Когда официантка принесла яичницу, Лия накинулась на нее с аппетитом молодого здорового существа. Вмиг покончив с нею, она со вздохом отодвинула тарелку и важно произнесла:
– Всякий материализм вульгарен, кроме яичницы с ветчиной на завтрак!
– О, да вы философ! – улыбнулась Апраксина.
– Угу! – кивнула Лия, уплетая теперь булочку, густо намазанную маслом и джемом и запивая ее соком. – Я почти закончила философский факультет в Тель-Авивском университете.
– Вы философ по образованию и работали горничной? Неужели для вас не нашлось работы в Израиле?
– Представьте, не нашлось! У нас каждый второй еврей философ: спрашивается, им это помогло в жизни? Я мечтала продолжить образование в Германии, но у меня нет денег.
– И вы решили заработать деньги на учебу, работая горничной у княгини?
– У нее не заработаешь! Княгиня платила мне сто марок в месяц.
– Сто марок?! – поразился Миллер.
– Ну да, как и всем. Не только мне она так платила: столько же получают и все остальные.
– Так, понятно. То есть понятно пока не очень много, но вопрос со слугами более-менее ясен, и мы его пока отложим. Что вам, Лия, вообще известно о княгине Махарадзе и ее семье?
Лия перешла к кофе, и теперь рот ее был свободен. Она начала рассказывать спокойно и обстоятельно, стараясь ничего не пропустить:
– Значит так. Хозяйка дома – княгиня Кето Махарадзе, ее вы уже имели удовольствие видеть. Но существует еще старая княгиня Нина Махарадзе, ее свекровь. Ей уже около ста лет, но сколько точно, я не знаю: вот прилетит моя сестра, и мы у нее спросим. Старая княгиня из первой русской эмиграции. У нее был сын, муж княгини Кето, врач-окулист Вахтанг Махарадзе. Он умер, как вы уже слышали от княгини Кето, но табличку с его именем почему-то не снимают. Чтят его память, наверно. Муж оставил княгине Кето большое наследство, но не дом – дом всегда принадлежал его матери, княгине Нине. А княгине Кето он оставил какой-то капитал, но живет она только на проценты с него. Она страшно жадная, экономит на всех и на всем, но старается вести аристократический образ жизни: званые вечера, слуги и все такое. Я у нее проработала только три месяца, но знаю, что летом она обязательно проводит месяц на Лазурном Берегу, в Ницце, в то самое время, когда там собирается всякая знать. А зимой она обязательно проводит две-три недели в Париже.
– И ездит она повсюду, конечно, в сопровождении слуг, ведь она инвалид? – предположил Миллер.

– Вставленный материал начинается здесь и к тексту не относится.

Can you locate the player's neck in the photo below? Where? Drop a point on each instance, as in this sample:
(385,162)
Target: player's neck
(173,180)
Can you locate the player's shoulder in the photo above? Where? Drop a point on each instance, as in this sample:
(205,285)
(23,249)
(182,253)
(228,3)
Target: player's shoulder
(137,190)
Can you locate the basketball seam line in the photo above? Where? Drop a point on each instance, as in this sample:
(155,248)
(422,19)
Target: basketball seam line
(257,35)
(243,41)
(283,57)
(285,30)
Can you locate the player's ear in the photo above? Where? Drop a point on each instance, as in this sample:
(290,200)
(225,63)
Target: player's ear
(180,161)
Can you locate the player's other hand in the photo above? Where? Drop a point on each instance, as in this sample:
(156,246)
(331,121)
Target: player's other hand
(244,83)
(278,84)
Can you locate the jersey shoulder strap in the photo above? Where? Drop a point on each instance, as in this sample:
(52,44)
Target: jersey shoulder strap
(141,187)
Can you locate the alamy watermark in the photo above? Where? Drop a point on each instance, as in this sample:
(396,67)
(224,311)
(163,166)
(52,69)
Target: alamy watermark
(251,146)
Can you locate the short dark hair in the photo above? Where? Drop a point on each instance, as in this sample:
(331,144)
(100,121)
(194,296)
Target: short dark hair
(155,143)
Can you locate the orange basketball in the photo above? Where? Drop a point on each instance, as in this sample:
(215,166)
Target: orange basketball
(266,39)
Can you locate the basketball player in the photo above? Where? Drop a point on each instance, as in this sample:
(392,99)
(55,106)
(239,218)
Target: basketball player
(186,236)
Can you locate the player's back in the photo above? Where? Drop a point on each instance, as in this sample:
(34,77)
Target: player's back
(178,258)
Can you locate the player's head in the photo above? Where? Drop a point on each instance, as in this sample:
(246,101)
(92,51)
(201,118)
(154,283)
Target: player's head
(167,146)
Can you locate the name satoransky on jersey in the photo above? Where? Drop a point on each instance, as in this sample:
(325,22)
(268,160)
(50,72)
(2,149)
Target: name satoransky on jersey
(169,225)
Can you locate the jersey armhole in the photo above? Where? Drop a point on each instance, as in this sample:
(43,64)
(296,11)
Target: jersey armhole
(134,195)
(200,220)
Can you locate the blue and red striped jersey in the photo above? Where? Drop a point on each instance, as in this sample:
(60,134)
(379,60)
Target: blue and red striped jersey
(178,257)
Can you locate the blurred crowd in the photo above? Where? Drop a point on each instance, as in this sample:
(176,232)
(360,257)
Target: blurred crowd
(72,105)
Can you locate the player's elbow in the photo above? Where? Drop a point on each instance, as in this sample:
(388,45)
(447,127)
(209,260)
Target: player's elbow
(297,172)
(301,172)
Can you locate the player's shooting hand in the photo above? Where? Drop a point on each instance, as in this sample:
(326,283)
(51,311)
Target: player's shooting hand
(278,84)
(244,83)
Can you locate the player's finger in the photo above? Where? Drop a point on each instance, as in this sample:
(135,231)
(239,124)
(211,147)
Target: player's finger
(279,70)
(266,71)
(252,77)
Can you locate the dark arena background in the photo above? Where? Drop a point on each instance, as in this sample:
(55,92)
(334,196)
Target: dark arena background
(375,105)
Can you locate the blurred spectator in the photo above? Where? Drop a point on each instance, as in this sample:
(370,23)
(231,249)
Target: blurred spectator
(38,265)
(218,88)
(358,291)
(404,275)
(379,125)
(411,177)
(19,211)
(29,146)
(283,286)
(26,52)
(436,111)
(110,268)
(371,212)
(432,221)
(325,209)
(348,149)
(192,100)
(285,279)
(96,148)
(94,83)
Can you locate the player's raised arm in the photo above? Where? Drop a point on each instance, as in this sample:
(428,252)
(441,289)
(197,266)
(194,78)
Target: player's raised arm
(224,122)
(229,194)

– А вот и не угадали! К самолету или поезду ее доставляют горничная и шофер, а сопровождает княгиню в дороге ее племянник Георгий. Препротивнейший тип, надо сказать! По-моему, он явно охотится за наследством княгини. Он постоянно вертится вокруг нее, приезжает к ней два-три раза в неделю и подолгу сидит с ней вдвоем. А о чем, скажите, можно часами разговаривать с выжившей из ума старухой? Впрочем, это я завралась от злости: княгиня из ума и не думала выживать, она очень даже умная и хитрая старая бестия. Вы знаете, почему она не берет с собой в поездки горничную? Да потому, что мы все невыездные!
– Как это понять – «невыездные»? – спросил Миллер.
– Да очень просто! У всех княгининых слуг нет документов на постоянное жительство в Германии: все у нее живут на правах гостей и работают «по-черному».
– И много их, этих «черных»? – спросил инспектор.
– Считайте: шофер, садовник, кухарка, горничная княгини, сиделка старой княгини.
– И все они живут в доме княгини?
– Да.
– Давно у нее работают все эти люди?
– Да нет, не особенно. Только моя сестра служит у нее несколько лет, она ухаживает за старой княгиней. А все остальные слуги постоянно меняются: как только им удается как-нибудь зацепиться в Германии официально, так они тут же бросают работу у княгини и уходят без особых сожалений, сами понимаете.
– Еще бы – работать за сто марок в месяц! – понимающе сказал инспектор. – И никто не возмутился и не потребовал прибавки?
– А как потребовать? Княгиня подсчитала, что жилье, питание и риск стоят как раз тех денег, что она нам не доплачивает. Да мы ведь сами на это пошли, никто не заставлял…
– А почему, интересно, вы на это пошли? – спросила Апраксина.
– Как вам сказать? У каждого свои обстоятельства…
– Какие же?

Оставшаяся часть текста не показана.